From the advent of writing, we can chart a clear course through the rise of literate elites, to power-over religious structures, to information guarded in impenetrable academic fortresses, and straight through to AI. All of these phenomena are rooted in a conception of writing, of imagination, of knowledge, that is strictly cognitive. A conception that has forgotten the body.
It’s staggering, really: that we are a species born into fragile, relatively slow, relatively weak bodies, which stayed alive only because of our capacity for story. Only because these bodies are tuning forks for wisdom; for the knowledge that really matters. And that we’re now so far from that saving grace, we’ve forgotten it so thoroughly, that our societies truly believe that AI is intelligent—that intelligence is nothing but a matter of storing, recombining, and regurgitating information.

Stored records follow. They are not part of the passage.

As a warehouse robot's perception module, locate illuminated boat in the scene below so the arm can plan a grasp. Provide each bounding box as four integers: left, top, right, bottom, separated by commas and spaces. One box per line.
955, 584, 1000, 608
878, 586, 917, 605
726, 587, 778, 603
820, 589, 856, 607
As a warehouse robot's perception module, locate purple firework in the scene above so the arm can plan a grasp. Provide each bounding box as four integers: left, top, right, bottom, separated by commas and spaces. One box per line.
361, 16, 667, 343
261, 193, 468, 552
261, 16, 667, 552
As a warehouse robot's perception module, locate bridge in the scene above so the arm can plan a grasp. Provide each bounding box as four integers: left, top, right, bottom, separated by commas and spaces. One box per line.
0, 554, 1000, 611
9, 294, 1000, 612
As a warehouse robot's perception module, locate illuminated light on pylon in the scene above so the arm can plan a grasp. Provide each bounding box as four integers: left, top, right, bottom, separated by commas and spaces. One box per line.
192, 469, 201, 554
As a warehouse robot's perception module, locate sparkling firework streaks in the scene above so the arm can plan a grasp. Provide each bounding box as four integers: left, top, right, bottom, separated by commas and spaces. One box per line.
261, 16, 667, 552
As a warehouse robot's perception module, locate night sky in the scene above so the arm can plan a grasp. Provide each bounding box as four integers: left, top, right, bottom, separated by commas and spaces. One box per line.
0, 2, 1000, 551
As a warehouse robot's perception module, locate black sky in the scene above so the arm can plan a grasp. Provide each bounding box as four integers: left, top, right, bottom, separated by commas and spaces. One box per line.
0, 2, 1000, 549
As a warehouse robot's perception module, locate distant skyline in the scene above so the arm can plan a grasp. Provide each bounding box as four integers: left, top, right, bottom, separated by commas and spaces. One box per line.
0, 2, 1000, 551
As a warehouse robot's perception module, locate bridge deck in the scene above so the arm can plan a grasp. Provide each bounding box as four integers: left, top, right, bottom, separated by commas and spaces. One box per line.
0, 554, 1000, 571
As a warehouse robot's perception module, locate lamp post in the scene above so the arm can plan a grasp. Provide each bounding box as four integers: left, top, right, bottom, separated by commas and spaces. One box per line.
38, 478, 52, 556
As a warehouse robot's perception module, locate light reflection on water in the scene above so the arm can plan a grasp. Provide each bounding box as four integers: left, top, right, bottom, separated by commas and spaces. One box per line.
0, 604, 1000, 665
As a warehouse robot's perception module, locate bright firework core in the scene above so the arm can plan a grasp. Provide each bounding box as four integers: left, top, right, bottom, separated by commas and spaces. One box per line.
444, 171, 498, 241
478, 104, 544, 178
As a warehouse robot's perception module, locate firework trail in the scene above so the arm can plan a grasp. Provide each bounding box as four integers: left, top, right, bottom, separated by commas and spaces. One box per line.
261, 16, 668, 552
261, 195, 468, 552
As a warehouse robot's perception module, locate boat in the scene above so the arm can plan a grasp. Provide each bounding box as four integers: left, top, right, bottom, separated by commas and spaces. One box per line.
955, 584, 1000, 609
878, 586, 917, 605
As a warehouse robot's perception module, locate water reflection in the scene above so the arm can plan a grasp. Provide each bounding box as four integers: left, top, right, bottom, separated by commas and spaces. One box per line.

In societies ruled by the cognitive and extractive modes, embodied speech and writing have always been highly threatening. This is why they have so often been suppressed and punished. Check out this thought from Peter Ackroyd’s Albion: The Origins of the English Imagination:
In England, as in the rest of Europe, women were instructed in silence by the Church; by biblical dictate, they could not preach…. Thus it has been suggested that “female silence” was a sign of “female chastity”. Female speech is by its very nature dangerous and lubricious. It partakes of the body, and indeed draws the lineaments of the body into language.
And before any men or otherwise non-female-bodied people switch off: know that this prohibition on embodied speech applies to all of us. Yes, it might have been female-coded and might have led to the silencing of many women, not to mention people oppressed by the forces of racism, classism, and other supremacies. But oppressors too have suffered, have been cut off from their embodied voices and learned to speak only from the neck up. This shift in our conception of knowledge and speech has harmed all of us. It has separated all of us, and our cultural structures, from the wisdom of our bodies.
Today, the cognitive, disembodied voice is so ascendant that to truly speak from the body is a kind of superpower.
A superpower we all have, somewhere. A superpower we can rediscover and hone.